翌日。倉橋家を訪れると、めずらしく昭くんが待っていた。
「来たな、行くぞ」
 えっ?
「仕事だ」
「仕事ぉ!?」
「兄さんに許可は取ってある。手伝え」

 相変わらず口が悪い。
 迷ってると、廊下の奥から覚さんがひょこっと顔を出した。

「実践も大切な訓練よ! うなぎちゃんにがんばってもらいなさいな~」
 覚さん、まだ笑ってる。いい名前だと思うんだけどなあ……。
「うなぎ?」
「ああ……うん、あとで話すよ」

 多分、昭くんもおんなじ反応するんだろうな。かわいいと思うんだけど、うなぎ。

「ほら、行くぞ」
「ちょっと待って、くつひもが……」

 スニーカーのひもがほどけかけてる。
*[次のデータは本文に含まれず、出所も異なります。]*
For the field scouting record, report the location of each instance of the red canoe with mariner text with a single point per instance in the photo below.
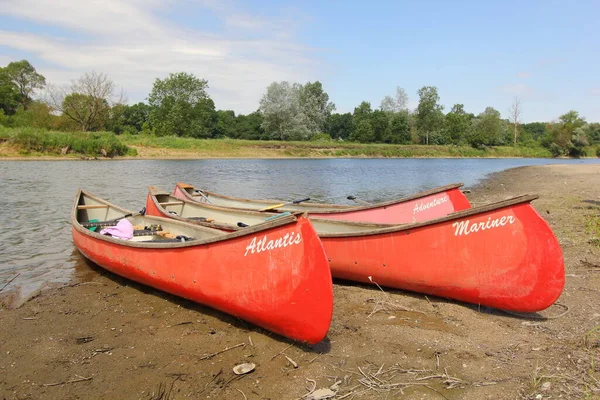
(285, 287)
(502, 255)
(418, 207)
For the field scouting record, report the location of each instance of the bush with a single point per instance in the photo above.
(555, 150)
(87, 143)
(321, 137)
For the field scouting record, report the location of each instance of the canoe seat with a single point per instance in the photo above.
(91, 206)
(172, 203)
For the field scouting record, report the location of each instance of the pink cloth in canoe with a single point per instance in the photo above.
(123, 230)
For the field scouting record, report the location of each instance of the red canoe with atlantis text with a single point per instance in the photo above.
(418, 207)
(274, 274)
(502, 255)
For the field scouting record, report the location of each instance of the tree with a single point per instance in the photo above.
(86, 101)
(515, 115)
(381, 125)
(397, 103)
(315, 105)
(568, 136)
(26, 79)
(536, 130)
(429, 112)
(363, 132)
(124, 118)
(295, 111)
(487, 129)
(283, 117)
(361, 119)
(457, 124)
(225, 124)
(9, 95)
(339, 126)
(399, 131)
(180, 106)
(250, 126)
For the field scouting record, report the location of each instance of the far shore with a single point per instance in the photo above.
(153, 153)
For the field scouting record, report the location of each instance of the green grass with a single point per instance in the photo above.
(245, 148)
(34, 141)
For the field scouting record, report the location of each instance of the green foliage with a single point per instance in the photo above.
(555, 150)
(225, 124)
(364, 132)
(340, 126)
(399, 130)
(128, 119)
(380, 121)
(430, 117)
(295, 111)
(594, 133)
(249, 126)
(181, 106)
(315, 105)
(321, 137)
(487, 129)
(26, 80)
(534, 130)
(458, 124)
(89, 112)
(9, 94)
(51, 142)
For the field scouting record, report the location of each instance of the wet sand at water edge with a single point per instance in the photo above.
(103, 337)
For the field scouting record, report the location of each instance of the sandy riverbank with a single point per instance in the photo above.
(105, 337)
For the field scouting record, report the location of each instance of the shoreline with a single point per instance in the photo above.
(131, 341)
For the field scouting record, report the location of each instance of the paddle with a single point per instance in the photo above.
(274, 206)
(358, 200)
(203, 195)
(112, 222)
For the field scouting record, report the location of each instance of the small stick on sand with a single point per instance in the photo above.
(13, 278)
(206, 357)
(281, 352)
(79, 379)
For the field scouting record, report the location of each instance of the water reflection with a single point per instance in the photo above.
(36, 243)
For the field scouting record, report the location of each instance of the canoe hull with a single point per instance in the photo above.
(421, 206)
(506, 258)
(414, 210)
(277, 278)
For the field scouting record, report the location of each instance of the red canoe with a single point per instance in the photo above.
(274, 275)
(421, 206)
(501, 255)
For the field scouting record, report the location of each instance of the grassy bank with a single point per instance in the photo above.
(30, 142)
(34, 142)
(253, 148)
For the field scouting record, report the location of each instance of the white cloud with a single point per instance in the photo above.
(128, 41)
(519, 90)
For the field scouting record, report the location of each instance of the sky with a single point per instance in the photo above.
(477, 53)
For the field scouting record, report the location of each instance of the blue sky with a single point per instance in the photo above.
(478, 53)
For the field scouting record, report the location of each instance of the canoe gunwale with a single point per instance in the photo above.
(219, 235)
(327, 208)
(450, 217)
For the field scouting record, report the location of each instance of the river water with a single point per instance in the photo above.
(35, 240)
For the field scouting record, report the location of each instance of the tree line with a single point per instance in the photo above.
(180, 105)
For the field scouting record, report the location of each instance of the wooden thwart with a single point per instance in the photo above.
(172, 203)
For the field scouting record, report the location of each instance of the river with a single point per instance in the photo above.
(36, 248)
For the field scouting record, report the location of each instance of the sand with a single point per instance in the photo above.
(106, 337)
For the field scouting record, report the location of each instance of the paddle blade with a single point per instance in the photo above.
(272, 207)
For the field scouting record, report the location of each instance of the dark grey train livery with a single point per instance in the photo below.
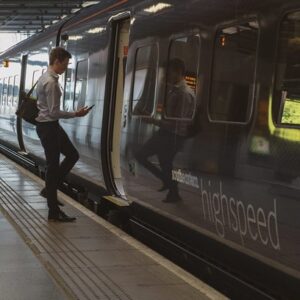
(236, 164)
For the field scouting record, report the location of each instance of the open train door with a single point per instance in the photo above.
(111, 132)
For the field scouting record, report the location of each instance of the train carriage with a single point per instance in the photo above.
(212, 183)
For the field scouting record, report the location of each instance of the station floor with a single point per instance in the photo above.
(88, 259)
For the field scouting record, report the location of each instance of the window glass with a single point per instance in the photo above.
(35, 76)
(1, 90)
(4, 91)
(144, 81)
(234, 72)
(286, 108)
(181, 77)
(69, 88)
(80, 84)
(16, 90)
(10, 90)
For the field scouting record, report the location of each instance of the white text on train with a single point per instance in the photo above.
(245, 219)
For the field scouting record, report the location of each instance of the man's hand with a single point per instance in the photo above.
(82, 112)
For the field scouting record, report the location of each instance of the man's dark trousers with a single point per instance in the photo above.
(55, 141)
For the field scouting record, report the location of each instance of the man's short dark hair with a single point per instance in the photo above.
(177, 65)
(58, 53)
結び直さないと気持ち悪いんだよね。
 昭くんはギターケースを背負うと、「外にいるぞ」と言って出て行ってしまった。
 あたしはたたきにこしをかけて、くつひもを結び直す。走ったりするかもしれないし、ちょっと固めにしておかないと。

「ここみちゃん」
「おわっ」

 とつぜん声をかけられて、あたしは心臓がはねあがる。
 真後ろに、透くんが立っていた。全然気づかなかった。びっくりした……。

「ここみちゃん、昨日はごめんね。僕のせいで、変な空気になっちゃって」

 透くんが、申し訳なさそうに頭を下げる。
 あたしはあわてて立ち上がると、両手をふった。

「ううん! あたしこそ、その……急にこんなこと言い出してごめん!」
 あのあと、あたしも反省したんだよね。ずっと入院してて、退院したら、今回だけって言ってた人が弟子入りしてました! なんて、展開についていけないのも当たり前だよ。

 透くんは、まゆを下げて、少し困ったように笑った。
 うん……。あたし、やっぱり透くんといると居心地いいなあ。

「ここみ! ぐずぐずしてると置いてくぞ!」
 外から昭くんのどなり声が聞こえて、あたしは肩をすくめた。
「ほんっと、口悪っ」
「ここみちゃん、昭とずいぶん仲良くなったね」
「ウソでしょ?」

 仲良くはなってないと思うよ? というか、昭くん、どんどん言葉に遠慮がなくなってるし。そりゃ、まあ……苦手意識はだいぶうすれたけどさ。ちょっと優しいとことか、基本いい人なとことか、わかってきたからかもしれないけど。

 透くんは、くすくすと笑った。